Poor river control and opening dam walls, it was suggested, swelled the 1.8m-high walls of water that raged down the Limpopo and Zambezi rivers, sweeping away everything in their path and claiming thousands of lives.
But the suggestion is disputed by natural resource experts. Bruce Page, a University of Natal ecologist and riverine vegetation specialist, says: "Once that amount of water is on the landscape, you can't control it - it makes its own channels." The problem is poor understanding of where to live, lack of research into floods and inadequate disaster planning.
Flash flooding is a regular, natural occurrence in southern Africa. This year's cyclonic activity was worse than usual but not unprecedented. There are few dams along the rivers that carried floodwaters into Mozambique, and nothing could be done when dams overflowed.
Southern Mozambique, Mr Page says, comprises mostly sands washed down by major rivers over three million years. The Limpopo's mouth has shifted up and down the coast following floods, distributing soil over vast, fertile flood plains and creating lush riverine vegetation - without which there would be more flash flooding.

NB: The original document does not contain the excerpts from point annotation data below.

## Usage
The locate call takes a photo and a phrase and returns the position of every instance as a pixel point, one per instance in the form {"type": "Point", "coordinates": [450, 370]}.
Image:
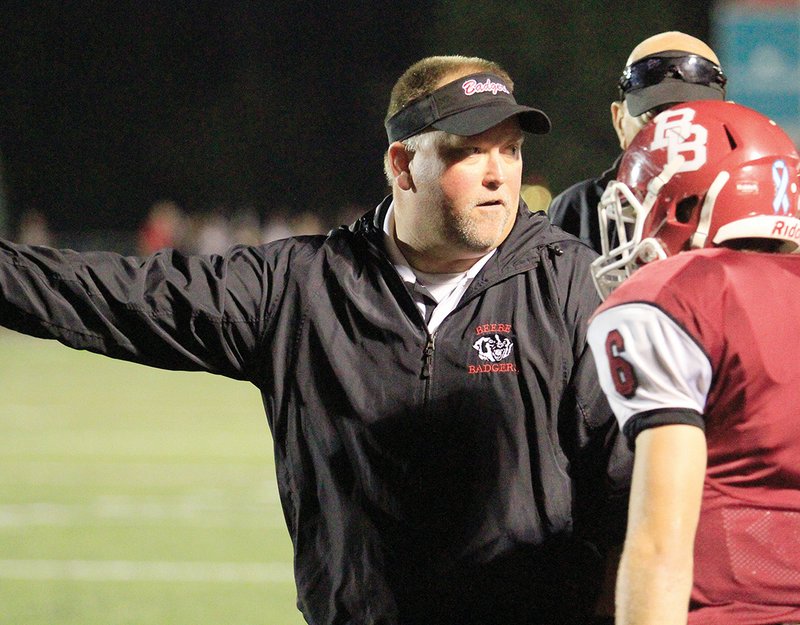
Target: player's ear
{"type": "Point", "coordinates": [617, 115]}
{"type": "Point", "coordinates": [399, 161]}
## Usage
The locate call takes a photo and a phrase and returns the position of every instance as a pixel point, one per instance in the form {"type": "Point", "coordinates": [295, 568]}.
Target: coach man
{"type": "Point", "coordinates": [419, 486]}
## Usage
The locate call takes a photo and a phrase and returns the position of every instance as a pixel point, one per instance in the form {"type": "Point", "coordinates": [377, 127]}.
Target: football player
{"type": "Point", "coordinates": [696, 351]}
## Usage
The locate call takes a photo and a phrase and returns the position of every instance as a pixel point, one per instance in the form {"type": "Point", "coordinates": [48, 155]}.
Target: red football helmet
{"type": "Point", "coordinates": [698, 175]}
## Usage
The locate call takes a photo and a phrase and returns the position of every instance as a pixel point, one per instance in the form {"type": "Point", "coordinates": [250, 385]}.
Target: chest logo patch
{"type": "Point", "coordinates": [493, 348]}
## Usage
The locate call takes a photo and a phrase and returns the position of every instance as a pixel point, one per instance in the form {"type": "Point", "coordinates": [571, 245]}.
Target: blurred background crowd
{"type": "Point", "coordinates": [135, 126]}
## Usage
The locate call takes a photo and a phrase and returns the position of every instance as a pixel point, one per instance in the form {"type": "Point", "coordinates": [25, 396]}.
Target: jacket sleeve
{"type": "Point", "coordinates": [168, 310]}
{"type": "Point", "coordinates": [601, 462]}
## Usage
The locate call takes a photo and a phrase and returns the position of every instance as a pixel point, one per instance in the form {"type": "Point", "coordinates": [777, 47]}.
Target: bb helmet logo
{"type": "Point", "coordinates": [675, 131]}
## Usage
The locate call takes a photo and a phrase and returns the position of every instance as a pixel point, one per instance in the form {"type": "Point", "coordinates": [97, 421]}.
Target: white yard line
{"type": "Point", "coordinates": [132, 571]}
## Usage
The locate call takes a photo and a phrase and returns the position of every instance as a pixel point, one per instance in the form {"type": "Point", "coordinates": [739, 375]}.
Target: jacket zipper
{"type": "Point", "coordinates": [427, 364]}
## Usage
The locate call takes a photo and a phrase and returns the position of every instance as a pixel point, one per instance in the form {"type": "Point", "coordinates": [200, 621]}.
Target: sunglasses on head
{"type": "Point", "coordinates": [651, 70]}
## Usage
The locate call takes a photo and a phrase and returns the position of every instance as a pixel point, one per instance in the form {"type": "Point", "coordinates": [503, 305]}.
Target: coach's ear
{"type": "Point", "coordinates": [399, 161]}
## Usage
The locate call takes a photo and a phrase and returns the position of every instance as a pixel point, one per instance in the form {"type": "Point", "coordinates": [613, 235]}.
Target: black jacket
{"type": "Point", "coordinates": [574, 210]}
{"type": "Point", "coordinates": [465, 477]}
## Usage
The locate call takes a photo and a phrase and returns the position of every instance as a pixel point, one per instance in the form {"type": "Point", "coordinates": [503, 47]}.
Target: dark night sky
{"type": "Point", "coordinates": [108, 107]}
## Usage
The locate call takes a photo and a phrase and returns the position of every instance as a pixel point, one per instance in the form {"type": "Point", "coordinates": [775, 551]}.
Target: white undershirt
{"type": "Point", "coordinates": [445, 288]}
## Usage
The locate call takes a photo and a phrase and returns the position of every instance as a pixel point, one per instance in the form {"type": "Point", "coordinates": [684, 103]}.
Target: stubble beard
{"type": "Point", "coordinates": [477, 233]}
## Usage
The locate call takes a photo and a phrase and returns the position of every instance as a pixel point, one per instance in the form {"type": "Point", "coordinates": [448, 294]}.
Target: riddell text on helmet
{"type": "Point", "coordinates": [790, 231]}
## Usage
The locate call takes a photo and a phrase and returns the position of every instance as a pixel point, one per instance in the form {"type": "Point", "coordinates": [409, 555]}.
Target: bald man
{"type": "Point", "coordinates": [665, 69]}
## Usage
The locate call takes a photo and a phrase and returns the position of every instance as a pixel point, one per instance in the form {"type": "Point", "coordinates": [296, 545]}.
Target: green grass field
{"type": "Point", "coordinates": [133, 495]}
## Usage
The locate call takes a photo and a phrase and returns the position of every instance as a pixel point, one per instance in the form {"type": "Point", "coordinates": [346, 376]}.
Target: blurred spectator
{"type": "Point", "coordinates": [165, 226]}
{"type": "Point", "coordinates": [33, 229]}
{"type": "Point", "coordinates": [214, 234]}
{"type": "Point", "coordinates": [306, 222]}
{"type": "Point", "coordinates": [276, 226]}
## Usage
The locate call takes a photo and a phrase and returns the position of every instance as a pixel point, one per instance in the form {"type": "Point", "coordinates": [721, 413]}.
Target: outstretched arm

"The problem is that humans this century haven't planned for flooding on this scale. Because it hasn't happened in their lifetime, people think it won't again. Farming is best along the banks of rivers that also enable irrigation, so people go there. But it's unsafe."
Mr Page adds: "We haven't been doing necessary research into flood forecasting. We know that floods will happen again - that's definite. We must learn more about how they happen, where it is best for people to live and what to do when floods occur."
A coordinated regional disaster response prioritised at a Southern African Development Community meeting last week will make such activities a political imperative.